Filtering and viewing SV call sets with Samplot VCF

When working with large SV call sets, especially multi-sample VCF files, users often need to review evidence for SVs in multiple samples together. Samplot provides a VCF-specific option to interrogate such call sets using cohort genotypes, an optional pedigree file in family-based cohorts, and additional annotation fields for filtering and plotting multiple SVs across multiple samples. This enables users to focus on rare variation, variants in certain genome regions, or other criteria related to a research goal. A simple query language that is inspired by slivar [18] allows users to customize filters based on variant annotations in the VCF file. From the chosen variants, a web page is dynamically created with a table of variant information, additional filtering options, and quick access to Samplot images for visual review (Fig. 3).

Fig. 3.

Fig. 3

Samplot creates images for a quick review of SV VCF files. Samplot’s “samplot vcf” command will plot all SVs in a VCF file or filter to a subset via user-defined statements. “Samplot vcf” creates an index page and sends commands to “samplot plot,” which generates images for each variant that passes the filters. The index.html page displays a table of variant info. Clicking on a row loads a Samplot image, allowing additional filtering or variant prioritization

Samplot VCF can be readily adapted to experimental needs common in SV studies. For example, a team attempting to identify a causal SV in a familial rare disease study might include a small number of control samples as well as the affected family and use built-in filtering options to plot only variants which appear uniquely in the offspring, with controls included in the resulting images for comparison. Samplot VCF is equally well-suited for other problems such as cohort-based analysis of common SVs or tumor-normal comparison (potentially with multiple samples in each category).

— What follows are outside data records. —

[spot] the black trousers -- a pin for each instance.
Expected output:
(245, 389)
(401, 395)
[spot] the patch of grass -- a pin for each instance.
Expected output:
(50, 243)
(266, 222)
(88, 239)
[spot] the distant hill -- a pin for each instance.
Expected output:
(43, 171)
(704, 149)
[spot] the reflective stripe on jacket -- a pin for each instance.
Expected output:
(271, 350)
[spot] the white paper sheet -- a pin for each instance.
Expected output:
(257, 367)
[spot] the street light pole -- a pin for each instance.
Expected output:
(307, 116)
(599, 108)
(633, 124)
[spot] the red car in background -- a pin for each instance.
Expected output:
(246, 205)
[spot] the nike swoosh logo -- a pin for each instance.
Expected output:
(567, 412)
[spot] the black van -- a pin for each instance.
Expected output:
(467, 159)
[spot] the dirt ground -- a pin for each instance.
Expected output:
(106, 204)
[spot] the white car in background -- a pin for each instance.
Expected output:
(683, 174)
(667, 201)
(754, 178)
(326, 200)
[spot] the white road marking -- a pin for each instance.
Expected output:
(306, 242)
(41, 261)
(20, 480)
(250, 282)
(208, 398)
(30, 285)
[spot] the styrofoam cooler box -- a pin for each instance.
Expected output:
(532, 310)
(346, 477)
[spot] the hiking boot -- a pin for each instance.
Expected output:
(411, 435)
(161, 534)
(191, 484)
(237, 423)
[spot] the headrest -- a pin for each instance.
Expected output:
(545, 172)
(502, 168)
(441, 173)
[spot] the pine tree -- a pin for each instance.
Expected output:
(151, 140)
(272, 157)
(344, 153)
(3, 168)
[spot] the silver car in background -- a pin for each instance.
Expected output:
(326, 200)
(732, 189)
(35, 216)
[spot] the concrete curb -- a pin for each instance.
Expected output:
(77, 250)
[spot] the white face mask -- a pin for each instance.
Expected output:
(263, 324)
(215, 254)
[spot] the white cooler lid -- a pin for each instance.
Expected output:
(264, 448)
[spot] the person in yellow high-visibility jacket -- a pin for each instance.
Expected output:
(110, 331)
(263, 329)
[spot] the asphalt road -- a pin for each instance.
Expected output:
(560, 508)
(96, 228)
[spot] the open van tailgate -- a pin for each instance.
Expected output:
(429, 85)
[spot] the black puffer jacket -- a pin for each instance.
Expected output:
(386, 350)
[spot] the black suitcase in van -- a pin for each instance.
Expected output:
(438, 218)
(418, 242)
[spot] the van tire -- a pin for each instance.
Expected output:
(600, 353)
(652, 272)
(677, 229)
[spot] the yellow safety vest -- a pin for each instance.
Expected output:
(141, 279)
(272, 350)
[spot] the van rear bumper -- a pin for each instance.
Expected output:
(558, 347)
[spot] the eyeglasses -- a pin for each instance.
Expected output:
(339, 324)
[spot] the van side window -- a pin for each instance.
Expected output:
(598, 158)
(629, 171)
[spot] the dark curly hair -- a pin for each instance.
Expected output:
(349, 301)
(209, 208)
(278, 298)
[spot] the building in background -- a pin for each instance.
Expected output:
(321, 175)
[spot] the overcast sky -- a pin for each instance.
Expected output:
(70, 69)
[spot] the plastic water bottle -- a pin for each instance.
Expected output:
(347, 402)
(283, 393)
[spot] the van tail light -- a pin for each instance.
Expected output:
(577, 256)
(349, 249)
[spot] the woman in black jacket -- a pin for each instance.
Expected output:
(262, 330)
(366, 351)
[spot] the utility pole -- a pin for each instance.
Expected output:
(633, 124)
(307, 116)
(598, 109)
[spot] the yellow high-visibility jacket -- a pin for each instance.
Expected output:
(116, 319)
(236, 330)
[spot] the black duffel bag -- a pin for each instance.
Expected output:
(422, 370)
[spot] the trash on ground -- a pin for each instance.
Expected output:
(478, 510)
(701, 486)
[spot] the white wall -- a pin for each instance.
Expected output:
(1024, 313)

Automated SV curation with Samplot-ML

Convolutional neural networks (CNNs) are an effective tool for image classification tasks. Since Samplot generates images that allow the human eye to adjudicate SVs, it motivated us to test whether a CNN could discern the same patterns. To that end, we developed Samplot-ML, a CNN built on top of Samplot to classify putative deletions, the most common SV type, automatically. The workflow for Samplot-ML is simple: given a whole-genome sequenced sample (BAM or CRAM [19]) as well as a set of putative deletions (VCF [20]), Samplot-ML re-genotypes each putative deletion using the Samplot-generated image. The result is a call set where most false positives are flagged.

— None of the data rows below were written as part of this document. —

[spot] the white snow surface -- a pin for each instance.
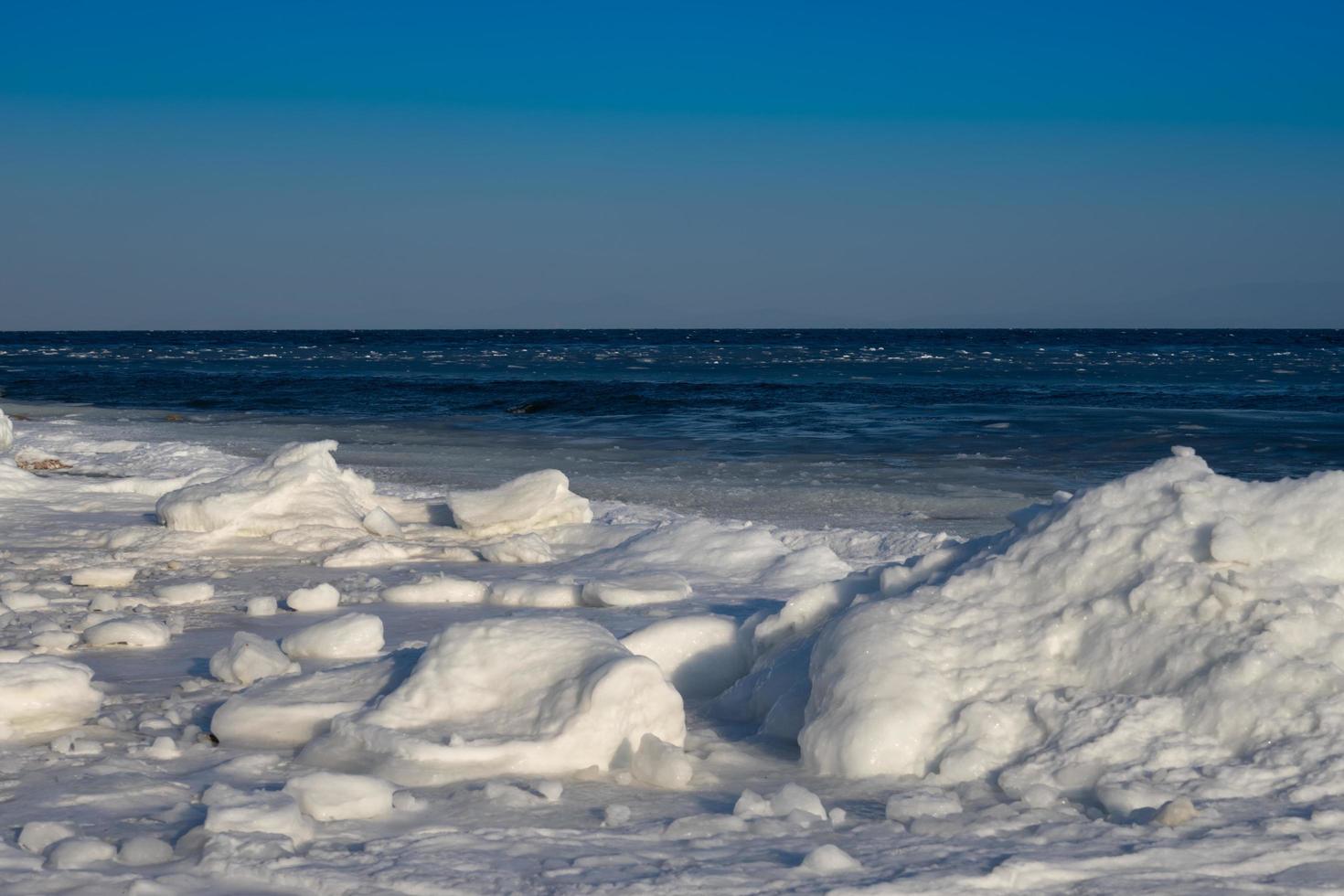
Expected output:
(529, 503)
(296, 486)
(509, 696)
(1131, 690)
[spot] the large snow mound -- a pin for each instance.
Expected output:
(532, 501)
(299, 485)
(1171, 630)
(40, 695)
(508, 696)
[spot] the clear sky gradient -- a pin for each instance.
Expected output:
(628, 164)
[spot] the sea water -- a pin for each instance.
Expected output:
(875, 429)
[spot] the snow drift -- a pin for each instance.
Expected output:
(299, 485)
(532, 501)
(1171, 630)
(508, 696)
(40, 695)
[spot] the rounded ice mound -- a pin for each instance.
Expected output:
(128, 633)
(699, 653)
(532, 501)
(351, 635)
(520, 696)
(1171, 624)
(40, 695)
(296, 486)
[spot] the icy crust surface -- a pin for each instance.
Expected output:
(532, 501)
(1128, 692)
(1171, 632)
(299, 485)
(509, 696)
(43, 695)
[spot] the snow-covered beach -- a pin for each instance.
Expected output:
(268, 670)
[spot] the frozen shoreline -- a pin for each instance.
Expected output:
(591, 756)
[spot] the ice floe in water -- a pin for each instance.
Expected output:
(532, 501)
(297, 486)
(509, 696)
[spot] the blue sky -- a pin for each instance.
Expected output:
(331, 164)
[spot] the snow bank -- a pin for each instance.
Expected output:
(103, 577)
(299, 485)
(185, 592)
(248, 658)
(320, 598)
(291, 710)
(699, 655)
(40, 695)
(508, 696)
(532, 501)
(256, 812)
(128, 633)
(351, 635)
(1174, 624)
(634, 592)
(328, 795)
(437, 589)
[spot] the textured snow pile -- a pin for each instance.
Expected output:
(40, 695)
(698, 653)
(508, 696)
(732, 551)
(128, 633)
(351, 635)
(1174, 630)
(532, 501)
(299, 485)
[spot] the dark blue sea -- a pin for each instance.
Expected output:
(923, 412)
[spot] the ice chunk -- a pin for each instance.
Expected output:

Using Samplot-ML, we demonstrate a 51.4% reduction in false positives while keeping 96.8% of true positives on average across short-read samples from the Human Genome Structural Variation Consortium (HGSVC) [21]. We also trained a long-read model with the same architecture and reduced false positives by 27.8%. Our model is highly general and can classify SVs in sequences generated by libraries that differ in depth, read length, and insert size from the training set. The Samplot-ML classification process is completely automated and runs at about 100 SVs per second using a GPU and 10 SVs per second using only a CPU. Most SV call sets from methods such as LUMPY [22] and MANTA [23] running on a single genome that yield between 7000 and 10,000 SVs will finish in about 1 min. The result is an annotated VCF with the classification probabilities encoded in the FORMAT field.

While Samplot-ML could support any SV type, the current model only includes deletions. There are too few called duplications, insertions, inversions, and translocations in the available data to train a high-quality model. For example, the 1000 Genomes Project phase 3 SV call set [4] included 40,922 deletions, 6006 duplications, 162 insertions, 786 inversions, and no translocations.

To evaluate the short-read model, we considered the samples from the HGSVC with long-read-validated SVs. First, we called SVs in HG00514, HG00733, and NA19240 using LUMPY/SVTYPER [10] (via smoove [24]) and MANTA. Next, we filtered those SVs using the heuristic-based method duphold [11], a graph-based SV genotyper Paragraph [25], a support vector machine classifier SV2 [26], and our CNN. In each case, we measured the number of true positives and the number of false positives with respect to the long-read validated deletions using Truvari [27] (Fig. 4a–c, Additional file 2: Table S1). In all cases, both duphold and Samplot-ML removed hundreds of false positives while retaining nearly every true positive. Paragraph and SV2 remove most of the false positives but retain far fewer true positives. Paragraph, similar to other graph-based methods, is also highly sensitive to breakpoint precision (Additional file 1: Figure S9), which explains the differences in its performance between LUMPY and MANTA calls. On average, duphold reduces the number of false positives by 32.6% and reduces true positives by 1.1% (Additional file 1: Figures S10-S11). Samplot-ML reduces false positives by 53.4% and true positives by 2.4%. Paragraph and SV2 reduce false positives and true positives 62.5% and 29.9%, and by 84.2% and 63.4%, respectively. A more refined analysis that evaluates the performance by genotype could measure the extent to which the model learns one-copy and two-copy loss states, but this truth set did not include genotypes. The Genome in a Bottle (GIAB) truth set [28] discussed next had genotypes, and one- and two-copy loss results are decomposed below.

Fig. 4.

Fig. 4

SV filtering performance of duphold (DHFFC) and Samplot-ML. a–c Short-read SV call sets generated by LUMPY/SVTYPER and MANTA were then filtered by Samplot-ML, duphold (DHFFC), Paragraph, and SV2 and were then compared to the long-read-validated truth set. d Long-read SVs were called with Sniffles, filtered by Samplot-ML, then compared to the GIAB truth set

The long-read model uses the same architecture and process as the short-read model, except it is trained on genomes sequenced using PacBio Single Molecule, Real-Time (SMRT) Sequencing. Since training used the HGSVC samples, the evaluation is based on the GIAB truth set [28] which includes multiple validations, including visual review, for long-read sample HG002. We called SVs using Sniffles [29], filtered those SVs using the CNN, and measured the number of true positives and false positives with Truvari (Fig. 4d, Additional file 2: Table S1). Samplot-ML reduces false positives by 27.8% and true positives by only 1.4%.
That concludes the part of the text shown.